Já estávamos em 1992, abri minha própria empresa e todo dia de manhã a companheira me acordando com boas notícias. Sim, tinha as más notícias, os escândalos, a corrupção a todo o momento em suas páginas. Mas tinha o caderno de Informática, nas quartas-feiras, como uma parte sobre fotografia, minha paixão. Apareceu também o caderno de Turismo, a Revista da Folha, nos domingos. Houve um tempo até que ela se chegou mais próxima, com seu caderno regional do ABC. Imagina só a Folha de São Paulo noticiando os acontecimentos do ABC ou de minha cidade. Bons tempos aqueles...
Com a idade, sim, algumas coisas caem. Lá se foram diversos cadernos, suplementos... Sucumbiram pelo peso da idade. Mas minha companheira, a Folha, continuava toda manhã em minha porta. E eu passava sempre o olho na coluna do Leitor, só para ver quem reclamava que ela era a favor do governo, ou muito pelo contrário. Sábios esses jornalistas que sempre colocavam posições antagônicas nessa seção. Parei de ler. O Adilson Laranjeira apareceu demais por lá...

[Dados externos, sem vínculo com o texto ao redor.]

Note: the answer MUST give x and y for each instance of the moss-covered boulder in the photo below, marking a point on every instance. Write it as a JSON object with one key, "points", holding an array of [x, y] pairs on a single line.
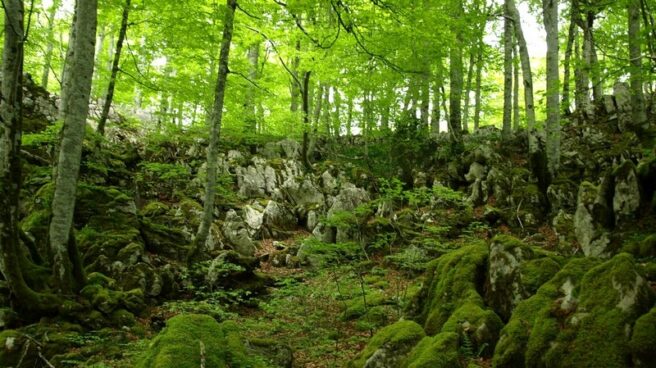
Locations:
{"points": [[194, 340], [451, 299], [581, 317], [439, 351], [515, 272], [389, 346], [643, 340]]}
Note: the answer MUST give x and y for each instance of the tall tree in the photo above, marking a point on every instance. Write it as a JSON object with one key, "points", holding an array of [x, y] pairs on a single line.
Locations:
{"points": [[550, 12], [527, 75], [216, 119], [109, 96], [507, 71], [50, 34], [74, 111], [635, 54]]}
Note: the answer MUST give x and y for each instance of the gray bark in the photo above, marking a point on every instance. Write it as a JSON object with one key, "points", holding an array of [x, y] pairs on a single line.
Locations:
{"points": [[215, 131], [109, 96], [550, 9], [527, 76], [74, 113], [251, 106], [507, 72], [635, 54], [50, 34]]}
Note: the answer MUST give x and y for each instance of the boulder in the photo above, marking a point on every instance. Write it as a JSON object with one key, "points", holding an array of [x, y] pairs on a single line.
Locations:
{"points": [[389, 346], [194, 340], [581, 317], [236, 233], [590, 232]]}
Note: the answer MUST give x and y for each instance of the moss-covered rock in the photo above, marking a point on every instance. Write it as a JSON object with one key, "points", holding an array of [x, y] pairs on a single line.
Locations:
{"points": [[389, 346], [643, 340], [515, 272], [439, 351], [581, 317], [193, 339]]}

De tempos em tempos torço a cara para uns colunistas e leio com prazer outros, pois esse é o preço da diversidade. Perdi a oportunidade de ler o Luis Nassif depois que ele foi embora e mais tarde o Joelmir Beting também. Delfim Neto, ainda estou esperando o bolo crescer para poder te ler. Sarney, obrigado, mas faço questão de não te ler. Clovis Rossi foi muito longe e espero sua volta. Dráuzio Varela é meu médico de família. José Simão, seu colírio me cegou. Divirto-me e aprendo muito com as cartas psicografadas de Elio Gaspari. Ainda torço por uma F-1 com o Fabio Seixas. A Nina Horta é um prazer te ler, quase gastronômico. Pasquale é meu mestre, Rosely Sayão minha companheira de sala de professores, e Marcelo Gleiser no laboratório. Hélio Schwartsman é o patrono da minha igreja, a Igreja Heliocêntrica do Sagrado EvangÉlio, que ainda sigo seus ensinamentos diários, mesmo ele tendo fugido do culto. Comecei a seguir o Fernando Rodrigues, depois de uma coluna sobre o padre local e sua amante. Eliane Cantanhêde, André Singer, Janio de Freitas, são nomes que me fazem ler o texto abaixo deles. Tinha também o cronista americano, Michael Keep, que morava no Rio e casou com uma mulata...
O tempo passou, casei, fui morar num apartamento, que precisava ter um banheiro grande para eu ler o jornal espalhado no chão. Minha filha nasceu, e ela tem um insuportável asco pelo cheiro do papel jornal que sinceramente nunca reparei. Nem a Folhinha foi capaz de aproximar essa nova leitora de suas páginas. Quem sabe não inventam um jornal com perfume...
Hoje recebo as principais notícias em links no meu email. Um velho pedido meu que foi atendido. Obrigado, jovem companheira!